Most other photographers I've talked to that are Nikon users all say the same thing: Nikon has better ergonomics.  You can hold it in your hands more comfortably, the menu system seems more intuitive, etc. I'm actually a Canon user, and haven't really used anything Nikon besides the D300 (which is sweet camera).  I do think that in the long run Nikon has an edge over Canon in ergonomics, but it just comes down to preference. The new Canon menu systems (starting with the 40D and onward) are much better now, and almost every new body has 3" improved LCD.  I shoot video as well, so Canon is my choice hands down. 5D Mark II is my flagship.


----------



## bobbedson (Mar 3, 2011)

Its always a preference and when you have made that decision to buy a nikon or canon you are likely to stick withbit as you have bought a bundle of lenses, to change is too painful financially. So I guess that folks then make up their mind that what they have is best.

I just went though a process of deciding to stick with Nikon or change to Canon. I stuck with Nikon as I had 3 Nikon dedicated flasguns and would use the old camera as a backup so that I could use the lenses across my main and spare.

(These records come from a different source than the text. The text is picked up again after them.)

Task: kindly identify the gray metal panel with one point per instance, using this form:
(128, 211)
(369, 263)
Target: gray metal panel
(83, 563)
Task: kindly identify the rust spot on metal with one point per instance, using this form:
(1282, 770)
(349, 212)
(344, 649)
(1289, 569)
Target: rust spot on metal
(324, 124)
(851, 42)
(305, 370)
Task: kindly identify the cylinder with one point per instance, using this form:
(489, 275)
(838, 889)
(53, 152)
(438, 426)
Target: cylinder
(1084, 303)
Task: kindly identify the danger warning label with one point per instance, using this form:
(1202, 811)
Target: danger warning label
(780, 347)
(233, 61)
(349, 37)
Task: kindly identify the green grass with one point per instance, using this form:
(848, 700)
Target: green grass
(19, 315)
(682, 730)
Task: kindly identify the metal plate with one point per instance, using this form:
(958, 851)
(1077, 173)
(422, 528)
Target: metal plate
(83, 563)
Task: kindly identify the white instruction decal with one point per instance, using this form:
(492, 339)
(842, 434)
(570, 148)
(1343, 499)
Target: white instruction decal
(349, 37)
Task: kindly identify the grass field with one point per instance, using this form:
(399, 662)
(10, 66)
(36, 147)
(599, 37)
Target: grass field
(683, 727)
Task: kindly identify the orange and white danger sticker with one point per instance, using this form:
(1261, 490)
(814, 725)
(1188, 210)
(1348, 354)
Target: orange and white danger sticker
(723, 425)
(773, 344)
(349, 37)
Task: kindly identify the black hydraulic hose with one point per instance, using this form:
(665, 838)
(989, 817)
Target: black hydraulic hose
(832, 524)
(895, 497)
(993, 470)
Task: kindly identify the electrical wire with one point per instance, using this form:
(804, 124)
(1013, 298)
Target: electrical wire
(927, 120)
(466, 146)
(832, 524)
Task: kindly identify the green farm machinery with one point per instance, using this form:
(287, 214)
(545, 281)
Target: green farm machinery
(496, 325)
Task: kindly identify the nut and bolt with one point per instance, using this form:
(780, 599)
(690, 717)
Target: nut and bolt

So am Nikon now but in film days I was Canon.


----------



## PhillyPhoton (Mar 3, 2011)

Nikon, only because it was the best bang for my buck at the time, Love the camera


----------



## cnutco (Mar 3, 2011)

Nikon here


----------



## UUilliam (Mar 3, 2011)

Stop worrying about what everyone else is shooting, just focus on making your photographs better.


----------



## dewydeeee (Mar 11, 2011)

Hey
There is nothing so special about Nikon  or cannon these are just brand names what you should care about  is the technical aspect I mean shutter speed, megapixel ,........
I have both cannon and nikon. For me both are best.


----------



## RockstarPhotography (Mar 11, 2011)

Polaroid all the way........


----------



## KmH (Apr 21, 2011)

Used gear value is almost entirely determined by the condition of the item, and the salesmanship skills of the seller.

I would almost be willing to bet there are fewer than 10 TPF members that own a top-of-the-line, pro level, Canon 1D MkIV.


----------



## Reuven (Jun 10, 2011)

Wario said:
			
		

> Most other photographers I've talked to that are Nikon users all say the same thing: Nikon has better ergonomics.  You can hold it in your hands more comfortably, the menu system seems more intuitive, etc. I'm actually a Canon user, and haven't really used anything Nikon besides the D300 (which is sweet camera).  I do think that in the long run Nikon has an edge over Canon in ergonomics, but it just comes down to preference. The new Canon menu systems (starting with the 40D and onward) are much better now, and almost every new body has 3" improved LCD.  I shoot video as well, so Canon is my choice hands down. 5D Mark II is my flagship.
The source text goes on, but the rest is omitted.